確かめるように、忘れないように、覚えるように



ユースタス屋が帰って来て気まずかったが飯に誘ってもらえて泣きそうなくらい嬉しかった。
言われた通り情けないと言われた顔を洗って部屋へ行くといつものように手際よく料理をするユースタス屋がいて、おれは最近では定位置になりつつあるソファに座って待つ。
テレビも付いてない部屋にユースタス屋が料理を作る音だけが響く中、名前を呼ばれて返事をすればおれはもう
付け上がることしか知らなかった

「うまい。すげーうまい」
「良かったな」

時間短縮の為に薄く切られたニンジンとしめじの入った味噌汁はいつも以上に美味く感じた。
自惚れだろうとなんだろうと、面と向かってユースタス屋の作った味噌汁を毎日食いたいと言った意味が通じてないなんてことがあってたまるか

「ユースタス屋」

ぽつぽつと会話をしながら飯を食った。
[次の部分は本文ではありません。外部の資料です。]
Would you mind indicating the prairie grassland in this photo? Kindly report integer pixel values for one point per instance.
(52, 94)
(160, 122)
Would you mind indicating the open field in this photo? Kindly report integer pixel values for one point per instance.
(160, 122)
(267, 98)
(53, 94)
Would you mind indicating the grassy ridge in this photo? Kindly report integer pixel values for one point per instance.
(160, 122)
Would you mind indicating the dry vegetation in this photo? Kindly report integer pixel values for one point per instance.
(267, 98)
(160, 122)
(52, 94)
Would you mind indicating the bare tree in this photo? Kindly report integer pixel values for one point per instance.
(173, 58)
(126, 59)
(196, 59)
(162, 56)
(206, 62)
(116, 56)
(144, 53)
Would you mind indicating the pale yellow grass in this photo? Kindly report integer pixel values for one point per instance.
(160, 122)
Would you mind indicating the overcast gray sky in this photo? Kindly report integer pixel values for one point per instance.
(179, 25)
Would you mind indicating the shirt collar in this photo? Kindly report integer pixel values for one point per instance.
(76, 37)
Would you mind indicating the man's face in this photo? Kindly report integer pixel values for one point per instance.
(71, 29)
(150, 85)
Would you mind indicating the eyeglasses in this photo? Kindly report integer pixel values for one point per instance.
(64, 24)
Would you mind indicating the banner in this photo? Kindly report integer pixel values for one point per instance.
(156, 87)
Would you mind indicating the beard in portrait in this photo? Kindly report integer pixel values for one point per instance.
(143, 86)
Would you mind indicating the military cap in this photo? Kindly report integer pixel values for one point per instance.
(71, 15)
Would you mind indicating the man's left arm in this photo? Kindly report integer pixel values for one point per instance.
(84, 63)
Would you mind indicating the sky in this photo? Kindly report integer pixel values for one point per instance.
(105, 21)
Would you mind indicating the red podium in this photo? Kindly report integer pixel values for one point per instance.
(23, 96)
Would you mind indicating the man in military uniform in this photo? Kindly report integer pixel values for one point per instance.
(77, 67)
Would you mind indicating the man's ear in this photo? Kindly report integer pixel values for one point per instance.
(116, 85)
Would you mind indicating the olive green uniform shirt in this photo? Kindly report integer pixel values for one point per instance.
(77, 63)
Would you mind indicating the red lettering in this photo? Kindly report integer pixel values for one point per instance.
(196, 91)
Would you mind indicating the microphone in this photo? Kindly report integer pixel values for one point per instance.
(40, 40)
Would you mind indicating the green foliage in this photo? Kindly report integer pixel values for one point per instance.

いつもと変わらないようででもやっぱなんか違う、そんな雰囲気で
食い終わってからお茶を出してくれたってことは、まだおれはここにいてもいいってことで
それに甘えながらユースタス屋に声を掛けた。
「ユースタス屋、おれはタマネギ入った味噌汁は好きだがジャガイモ入った味噌汁は好きじゃねェ」
「…おれはタマネギ入ったのはあんま好きじゃねェけどな…味噌汁が変に甘くなんだろ」
「あの甘さが美味いんだろ?ジャガイモはザリザリするから嫌だあと汁が土の味がする」
「ザリザリ…?土の味ってなんだよ」

心の底から理解できねぇって顔をするユースタス屋にゴボウも土味がする、と言ったら少し納得をしてくれた

「きんぴらゴボウは好きだ。」
「…お前面倒くせェな…なら肉じゃがとか食えねぇんだろ?」
「目茶苦茶煮込んだ肉じゃがは食える。もしくはニンジンと肉だけ食う」
「あぁ、お前んとこニンジン入れんのな」
「…普通は入れねぇのか?」
「風習で違うんじゃねーか?牛肉じゃなくて豚肉入れるとこもあるらしいしな」
「へー。糸コンニャクは?」
「おれは入れる」
「おれも入ってんのが好きだ」
「なら明日肉じゃがな」
「ああ」
「……」
「……ふふ」

会話が途切れてあからさまに顔を背けるユースタス屋に思わず笑ったら、ちっせー舌打ちをして顔を腕で覆っちまった。

「ユースタス屋」
「…うるせぇ」
「おれ、付け上がるぞって言ったよな?」
「…殴られる覚悟はあんだろうが」
「フフ…記憶が飛ばねぇ程度で頼む」

顔を隠す腕にぐいぐいと額を押しつけるとそろりとその腕が下がり面白くなさそうなしかめっ面が出て来る
おれが笑うと文句でも言おうとしたのかユースタス屋の唇が動くけど、音が出る前に塞いでやった
くっつけて直ぐに離すと目が合ってまた顔を近付けたらユースタス屋が目を閉じた。
唇を押しつけると少し押し返されて啄むとちょっとだけ啄み返してくれる。
角度を変えるとユースタス屋も合わせてくれて、頬に手を添えると背中に添う手に服を握られた

「…したりねぇ…」
「ガキが…」
「5歳も違ったらまぁガキだな…存分に甘えられるから気にしねぇけど」

ほっぺたに甘えるようにキスしたら調子に乗るなと耳を引っ張られた。